Intento que todo tenga un sentido desde el punto de vista teatral, que esté justificado de alguna manera. En “El barbero de Sevilla”, por ejemplo, quería que la coloratura de Rosina tuviera un sentido dramático, y decidí convertirla en los gritos que daba mientras le depilaban las piernas. Pero no siempre es posible justificarlo todo desde la lógica dramática, porque al fin y al cabo son géneros diferentes. Además hay cosas que un cantante, por el esfuerzo y la concentración que le supone cantar, no puede hacer en su actuación.
¿Cuál es su conexión con el teatro musical de Rossini?
Rossini cogió una tradición de ópera buffa del siglo XVII y la modernizó en su época, llevándola mucho más lejos y entroncándola con las tradiciones de la comedia del arte. Le dio a su teatro un grado de locura muy particular. Mi primer Rossini fue “El barbero de Sevilla” que luego se hizo aquí en la Quincena Musical, una producción que tuvo gran éxito y se repitió muchas veces. Fue en ese momento cuando me di cuenta de la vitalidad que tienen las óperas de Rossini, su punto chispeante y su increíble capacidad para sorprender y dar la vuelta a los acontecimientos, algo que a mí me interesa mucho como director de escena. También me engancha el que Rossini sea un autor capaz de cambiarte el rollo y la energía. Stendhal decía que su música podía hacerte olvidar las tristezas de la vida.

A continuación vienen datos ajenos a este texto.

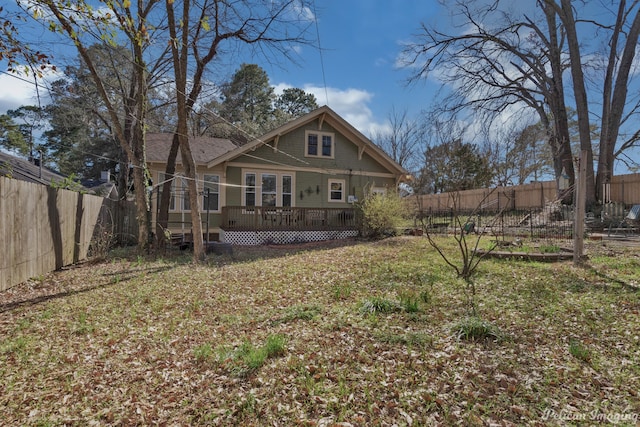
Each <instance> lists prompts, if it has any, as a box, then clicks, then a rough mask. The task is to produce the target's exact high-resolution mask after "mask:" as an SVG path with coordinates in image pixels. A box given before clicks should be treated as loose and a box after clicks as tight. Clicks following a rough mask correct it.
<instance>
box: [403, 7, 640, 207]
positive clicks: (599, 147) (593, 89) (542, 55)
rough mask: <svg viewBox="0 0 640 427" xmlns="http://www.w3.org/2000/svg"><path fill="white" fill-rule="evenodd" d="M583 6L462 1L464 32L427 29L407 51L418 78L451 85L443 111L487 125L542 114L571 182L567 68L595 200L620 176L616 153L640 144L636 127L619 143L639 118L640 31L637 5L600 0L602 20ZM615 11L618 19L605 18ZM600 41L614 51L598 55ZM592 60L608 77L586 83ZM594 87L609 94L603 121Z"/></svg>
mask: <svg viewBox="0 0 640 427" xmlns="http://www.w3.org/2000/svg"><path fill="white" fill-rule="evenodd" d="M583 4H586V2H584V1H571V0H559V1H555V0H538V1H537V2H536V4H535V6H534V5H530V7H529V9H528V10H527V8H526V7H523V8H519V11H518V12H517V13H514V12H513V11H512V10H513V8H511V7H510V6H511V5H512V4H511V3H507V2H504V1H502V2H501V1H500V0H493V1H489V2H486V1H473V0H472V1H456V2H454V3H449V5H450V6H449V7H450V8H451V10H452V11H454V12H455V20H456V23H457V24H458V25H459V26H460V28H461V30H460V31H458V32H457V33H454V34H448V33H445V32H442V31H439V30H437V29H434V28H431V27H428V26H425V25H422V28H421V32H420V34H419V35H418V36H417V39H416V41H415V42H414V43H412V44H410V45H408V46H407V47H406V49H405V50H404V55H405V58H406V61H407V65H411V66H415V65H418V68H417V71H415V72H414V73H412V79H413V80H417V79H422V78H425V77H426V76H428V75H431V74H433V73H435V72H437V73H438V76H439V78H440V79H441V80H442V81H443V82H444V83H445V84H447V85H449V87H452V88H453V96H451V97H450V98H449V101H448V102H443V104H442V105H441V106H440V107H439V108H440V109H441V110H445V111H459V110H467V111H472V112H473V113H474V114H475V115H476V117H479V118H480V120H481V121H483V122H485V123H487V122H491V121H495V120H498V119H504V117H505V115H507V114H511V115H513V114H514V113H516V112H517V111H519V109H521V108H525V109H533V110H534V111H536V113H537V115H538V117H539V119H540V121H541V123H542V124H543V126H544V128H545V129H546V132H547V135H548V142H549V147H550V149H551V153H552V155H553V158H554V172H555V175H556V178H557V179H558V180H559V178H560V176H561V175H568V176H569V178H570V184H571V185H573V183H574V182H573V179H574V175H575V173H574V167H573V159H572V154H571V146H570V135H569V123H568V118H567V104H568V98H567V95H566V93H565V92H568V90H567V88H566V87H565V83H564V79H563V72H564V71H565V70H566V69H567V68H570V69H571V77H572V79H571V81H572V86H571V90H570V92H572V93H573V95H574V98H575V108H576V111H577V113H578V128H579V134H580V149H581V151H585V152H586V153H587V157H588V158H587V162H588V164H587V183H586V191H587V198H586V203H587V204H588V205H591V204H593V203H595V202H596V201H597V200H599V199H600V198H601V197H600V194H599V192H600V190H601V189H602V184H604V183H606V182H609V180H610V178H611V175H612V174H613V164H614V161H615V158H616V156H620V155H621V154H622V153H623V152H624V150H626V149H628V148H630V147H633V146H635V145H637V141H638V137H639V136H640V133H639V132H633V133H632V134H631V135H630V137H629V138H627V139H626V140H624V141H619V136H620V128H621V126H622V125H623V124H624V123H628V122H629V120H630V118H631V117H633V116H634V115H635V114H637V112H638V106H639V105H640V104H639V103H638V102H636V103H631V104H629V105H627V100H628V88H629V83H630V79H631V77H632V73H631V70H632V67H633V64H634V59H635V51H636V45H637V42H638V36H639V34H640V2H638V1H637V0H634V1H625V0H622V1H620V2H611V4H612V5H617V8H615V9H617V11H614V12H612V13H610V12H611V11H610V8H609V7H608V5H607V4H605V2H602V3H601V4H598V5H596V7H597V8H598V9H597V11H598V13H597V16H596V17H587V16H584V17H582V16H580V14H581V13H582V15H586V13H587V12H586V10H588V9H590V8H586V7H585V8H578V7H576V6H579V5H583ZM589 5H590V6H593V5H592V4H591V3H590V4H589ZM578 11H580V12H578ZM611 16H612V17H613V18H614V19H613V20H609V19H608V18H609V17H611ZM584 31H588V32H589V33H590V34H596V36H595V37H590V39H592V40H593V39H595V40H597V41H598V48H597V49H591V50H587V48H588V47H589V46H588V44H587V43H584V37H581V34H583V32H584ZM585 45H586V46H585ZM602 45H606V46H607V49H608V50H607V52H606V53H605V54H604V55H603V54H602V52H601V51H599V49H600V46H602ZM593 58H597V60H598V61H599V63H600V64H604V66H603V67H602V70H603V76H602V78H601V79H599V78H598V79H596V80H595V84H594V85H593V86H592V87H588V86H587V84H588V83H589V81H588V79H587V78H586V77H585V71H584V70H585V69H586V68H588V67H596V65H597V64H596V63H595V62H594V59H593ZM567 61H568V62H567ZM586 61H590V62H586ZM587 66H588V67H587ZM591 91H602V113H601V114H600V115H599V118H598V117H597V115H596V114H594V112H593V111H590V104H589V97H590V96H591V95H590V92H591ZM520 111H521V110H520ZM594 118H597V119H598V120H599V122H600V126H599V128H601V130H600V133H601V138H600V142H599V147H598V148H599V149H598V156H599V158H598V162H597V164H598V171H597V179H596V174H595V173H594V170H595V166H594V154H593V153H594V149H593V145H592V137H591V132H592V130H593V129H592V126H591V125H590V119H592V120H593V119H594ZM596 181H597V182H596ZM559 195H561V194H560V193H559ZM561 196H562V195H561ZM567 199H568V197H565V200H567Z"/></svg>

Stendhal hablaba también de «caos organizado» en las óperas de Rossini. ¿Hay que poner algún tipo de límite para que ese caos no se vaya de las manos?

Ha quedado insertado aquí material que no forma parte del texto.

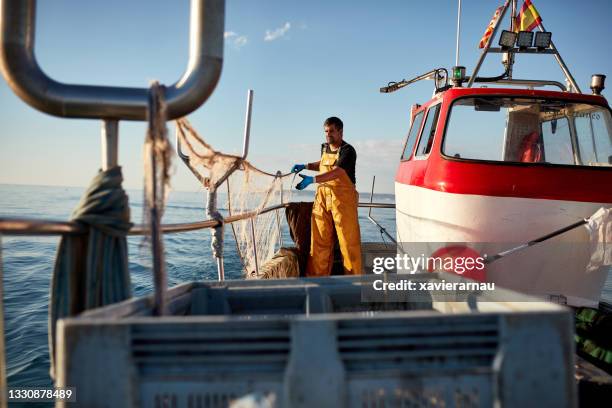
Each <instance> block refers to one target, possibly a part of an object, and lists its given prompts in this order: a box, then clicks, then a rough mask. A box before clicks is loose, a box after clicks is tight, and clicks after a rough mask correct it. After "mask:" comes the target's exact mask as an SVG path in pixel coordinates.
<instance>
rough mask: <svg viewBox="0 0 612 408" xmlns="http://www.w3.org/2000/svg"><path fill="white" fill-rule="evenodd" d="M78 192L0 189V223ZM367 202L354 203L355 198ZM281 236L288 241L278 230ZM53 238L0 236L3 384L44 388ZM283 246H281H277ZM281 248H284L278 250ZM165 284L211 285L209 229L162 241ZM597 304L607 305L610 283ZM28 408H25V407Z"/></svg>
mask: <svg viewBox="0 0 612 408" xmlns="http://www.w3.org/2000/svg"><path fill="white" fill-rule="evenodd" d="M83 191H84V189H83V188H74V187H40V186H15V185H0V217H6V216H9V217H31V218H39V219H41V218H42V219H51V220H67V219H68V218H69V216H70V213H71V212H72V210H73V208H74V207H75V206H76V205H77V203H78V201H79V199H80V197H81V194H82V193H83ZM128 194H129V196H130V206H131V210H132V221H133V222H135V223H140V222H141V217H142V192H141V191H128ZM302 194H303V193H300V194H299V195H294V196H293V200H294V201H298V200H308V199H311V197H312V192H310V193H307V194H304V195H302ZM204 198H205V196H204V194H203V193H181V192H173V193H172V194H171V196H170V198H169V202H168V205H167V209H166V213H165V215H164V219H163V222H164V223H180V222H188V221H198V220H202V219H203V218H204V211H203V205H204ZM368 198H369V197H362V200H365V199H368ZM375 201H378V202H393V197H392V196H388V195H380V196H378V197H376V196H375ZM373 216H374V218H376V219H377V220H378V221H379V222H380V223H381V224H382V225H383V226H385V227H386V228H387V229H388V231H389V233H390V234H391V236H395V215H394V211H393V210H385V209H375V210H374V211H373ZM360 224H361V232H362V240H363V241H382V240H383V239H382V238H381V234H380V231H379V229H378V228H377V227H376V226H374V225H373V224H372V223H371V222H370V221H368V220H367V210H363V209H362V210H360ZM284 228H285V231H284V236H285V237H288V236H289V235H288V232H287V229H286V226H285V227H284ZM226 232H227V233H226V241H225V242H226V243H225V256H226V258H225V265H226V277H227V278H228V279H232V278H240V277H241V265H240V261H239V258H238V256H237V252H236V247H235V244H234V241H233V238H232V237H231V230H230V229H229V228H228V229H227V231H226ZM58 242H59V238H57V237H8V236H5V237H2V261H3V270H4V308H5V326H4V327H5V331H6V355H7V369H8V382H9V385H10V386H30V387H31V386H51V379H50V378H49V375H48V372H49V354H48V348H47V307H48V301H49V282H50V278H51V272H52V269H53V263H54V259H55V253H56V250H57V244H58ZM285 242H286V241H285ZM140 243H141V238H139V237H129V238H128V248H129V263H130V271H131V278H132V285H133V293H134V295H136V296H142V295H145V294H148V293H150V292H151V291H152V288H153V285H152V276H151V273H150V269H149V267H148V265H149V263H148V259H149V257H148V253H146V252H144V251H143V250H142V249H141V246H140ZM285 245H286V244H285ZM165 247H166V254H167V255H166V262H167V269H168V283H169V285H170V286H172V285H176V284H178V283H180V282H184V281H192V280H210V279H216V274H217V271H216V265H215V263H214V262H213V260H212V254H211V249H210V231H209V230H203V231H193V232H187V233H180V234H170V235H166V236H165ZM602 298H604V299H606V300H607V301H612V277H609V278H608V282H607V283H606V286H605V288H604V291H603V294H602ZM29 406H32V405H29Z"/></svg>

Es mi intuición la que me dice «hasta aquí». El gusto por el caos es algo muy típico de los finales de acto de las óperas buffas y de la comedia del arte, en los que los personajes se empiezan a acumular sobre el escenario. Si no tienes bien controlado a cada uno de ellos, corres el riesgo de que el público no se entere de nada. Además hay que tener en cuenta que estas escenas son extremadamente difíciles para los cantantes, que tienen que entonar diabluras mientras se mueven entre ese caos. Así que suelo partir de un concepto que se pasa de vueltas pero que voy simplificando durante los ensayos, en aras de un equilibrio que evite que el todo se desmorone. Pero no me corto en probar auténticas locuras, ya que me parece que es lo que pide el propio Rossini. Con Puccini, por ejemplo, sería imposible una actitud así.
¿Suele encontrar problemas con los cantantes al proponerles esas locuras?

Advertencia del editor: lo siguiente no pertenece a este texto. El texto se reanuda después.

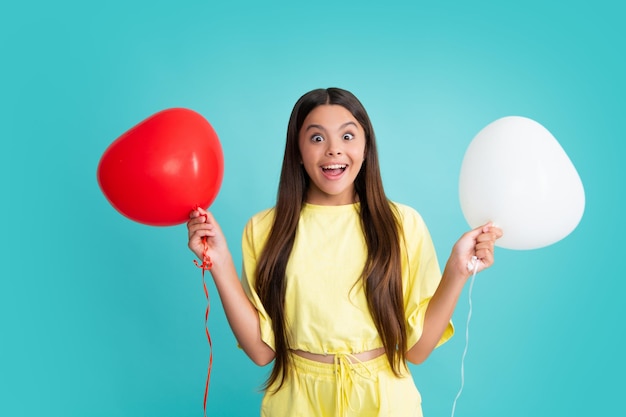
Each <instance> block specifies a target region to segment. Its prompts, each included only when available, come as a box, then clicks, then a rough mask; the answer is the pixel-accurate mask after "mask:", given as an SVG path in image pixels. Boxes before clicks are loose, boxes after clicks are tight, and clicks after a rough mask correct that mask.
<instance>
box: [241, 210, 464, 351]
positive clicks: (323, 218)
mask: <svg viewBox="0 0 626 417" xmlns="http://www.w3.org/2000/svg"><path fill="white" fill-rule="evenodd" d="M394 205H395V207H396V209H397V212H398V214H399V218H400V224H401V225H402V227H403V229H404V240H401V248H402V252H403V256H402V285H403V291H404V307H405V308H404V309H405V318H406V323H407V338H408V343H407V346H408V347H409V348H411V347H412V346H413V345H414V344H415V343H416V342H417V341H418V340H419V338H420V336H421V334H422V327H423V322H424V315H425V312H426V307H427V305H428V301H429V300H430V298H431V297H432V295H433V293H434V292H435V290H436V289H437V286H438V285H439V281H440V280H441V270H440V269H439V264H438V262H437V256H436V253H435V248H434V246H433V243H432V240H431V237H430V233H429V232H428V229H427V228H426V225H425V223H424V221H423V219H422V217H421V216H420V215H419V214H418V213H417V212H416V211H415V210H414V209H412V208H411V207H408V206H405V205H402V204H397V203H394ZM358 210H359V204H358V203H356V204H350V205H344V206H317V205H312V204H305V205H304V207H303V209H302V212H301V214H300V220H299V222H298V229H297V232H296V239H295V242H294V247H293V251H292V253H291V257H290V259H289V262H288V264H287V270H286V276H287V279H286V285H287V288H286V294H285V317H286V321H287V329H286V330H287V339H288V346H289V348H290V349H300V350H305V351H308V352H312V353H319V354H324V353H359V352H364V351H368V350H372V349H376V348H379V347H382V346H383V344H382V341H381V339H380V336H379V334H378V331H377V330H376V326H375V324H374V322H373V320H372V318H371V316H370V313H369V310H368V307H367V300H366V297H365V291H364V288H363V285H362V279H361V278H360V277H361V273H362V270H363V265H364V264H365V259H366V256H367V246H366V243H365V239H364V236H363V232H362V228H361V223H360V222H361V220H360V217H359V213H358ZM273 219H274V209H268V210H264V211H262V212H260V213H258V214H256V215H255V216H253V217H252V218H251V219H250V220H249V221H248V223H247V224H246V227H245V229H244V233H243V239H242V247H243V270H242V283H243V287H244V289H245V291H246V293H247V295H248V297H249V298H250V300H251V302H252V303H253V304H254V306H255V307H256V309H257V310H258V312H259V318H260V326H261V337H262V338H263V341H264V342H265V343H267V344H268V345H269V346H270V347H272V348H274V334H273V331H272V324H271V319H270V318H269V316H268V315H267V312H266V311H265V308H264V307H263V305H262V304H261V301H260V300H259V297H258V295H257V293H256V292H255V290H254V288H255V285H254V284H255V271H256V264H257V259H258V257H259V256H260V254H261V251H262V249H263V245H264V244H265V242H266V240H267V237H268V235H269V231H270V228H271V227H272V223H273ZM453 333H454V328H453V326H452V323H449V325H448V327H447V329H446V331H445V332H444V334H443V336H442V338H441V340H440V341H439V345H440V344H442V343H444V342H445V341H446V340H448V339H449V338H450V337H451V336H452V334H453Z"/></svg>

Normalmente los cantantes están muy abiertos a probar y a divertirse, algo imprescindible cuando vas a hacer Rossini. Suelen tener su visión del personaje, que quizá lo han interpretado muchas veces con anterioridad, y yo estoy abierto a que me señalen aspectos en los que quizá yo no he caído. No suelo tener problemas con los cantantes, y además ellos mismos son muy conscientes del tipo de espectáculo que el público está esperando.
Óperas como «La italiana en Argel» pueden referirse a las mujeres o a personas de otras razas en modos que hoy nos resultan incómodos. ¿Cómo se enfrenta a estos detalles anacrónicos de los libretos?
Es difícil, porque muchas óperas son producto de su tiempo. Recuerdo una escena de “Un ballo in maschera” en la que hablan de Ulrica en forma despectiva hacia los negros. Esto es algo a lo que los directores de escena de ópera nos enfrentamos a menudo, y yo defiendo que tenemos que hacer lecturas modernas de las historias. Es decir, que sea la lectura que tú haces lo que enlaza con los sentimientos actuales, aunque el libreto en sí mismo no lo haga. Cuando se estrenó “Madama Butterfly”, por ejemplo, a nadie le chocó demasiado que un marinero estadounidense se casara con una niña japonesa de quince años. Pero hoy en día nuestra visión sobre algo así ha cambiado radicalmente y eso es lo que se debería verse reflejado, independientemente de que la puesta en escena sea de época o moderna. Esto es algo muy claro en “Carmen” de Bizet, que puedes leerla bien como una historia romántica o bien como un caso de violencia de género. Y a su protagonista, Don José, puedes presentarlo como un héroe romántico o como un maltratador. Está en nosotros el trasladar al público un punto de vista o el otro, sin tener que cambiarle el final como hicieron hace poco en Florencia.